The grain itself is the loud part. It is noticeably grainier than Portra 400, Ultramax 400, or CineStill 400D at the same speed, and the texture is clearly visible on any 35mm print. This is the point of the stock. If you want clean and modern, this is the wrong film.
Process in standard C-41. Box speed is 400 and works fine, though some photographers rate at 320 to push the shadows up a fraction. Avoid pushing past 800; the grain blooms hard and the muted palette goes muddy rather than nostalgic.
Available in 35mm, 120, and 110, which is rare for any current color emulsion. Lomography also runs a limited Sun-Kissed edition of Color '92, a warmer-rendering emulsion with softer orange and yellow hues, available in 35mm, 120, and 110.
Reciprocity exponent is 1.20. Zone Light Meter applies the correction past one second. A 10-second metered exposure becomes about 16 seconds at the negative. For nighttime street work where the '90s palette plays well against signage and neon, that correction sits inside what Color '92 handles best.

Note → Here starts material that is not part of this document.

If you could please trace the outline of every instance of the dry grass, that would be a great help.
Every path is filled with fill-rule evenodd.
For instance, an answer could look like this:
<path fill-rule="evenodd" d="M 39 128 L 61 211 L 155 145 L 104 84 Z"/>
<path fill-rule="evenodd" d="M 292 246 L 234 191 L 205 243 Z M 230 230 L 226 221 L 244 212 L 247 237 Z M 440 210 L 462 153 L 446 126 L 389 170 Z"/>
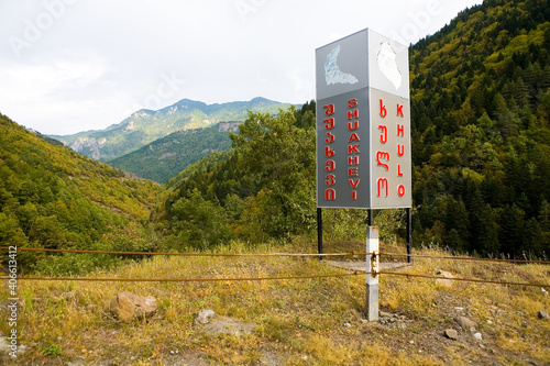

How the app handles this stock
- Box speed: ISO 400. Picker exposes pull/push chips so you can shoot it at any speed you want and the meter follows.
- Reciprocity: Above one second the app raises metered time to the power of 1.20.
- Expired film: if you load an old roll, set the expiry year and storage in the app and the ISO scales for you. Color negative decay rates are baked in.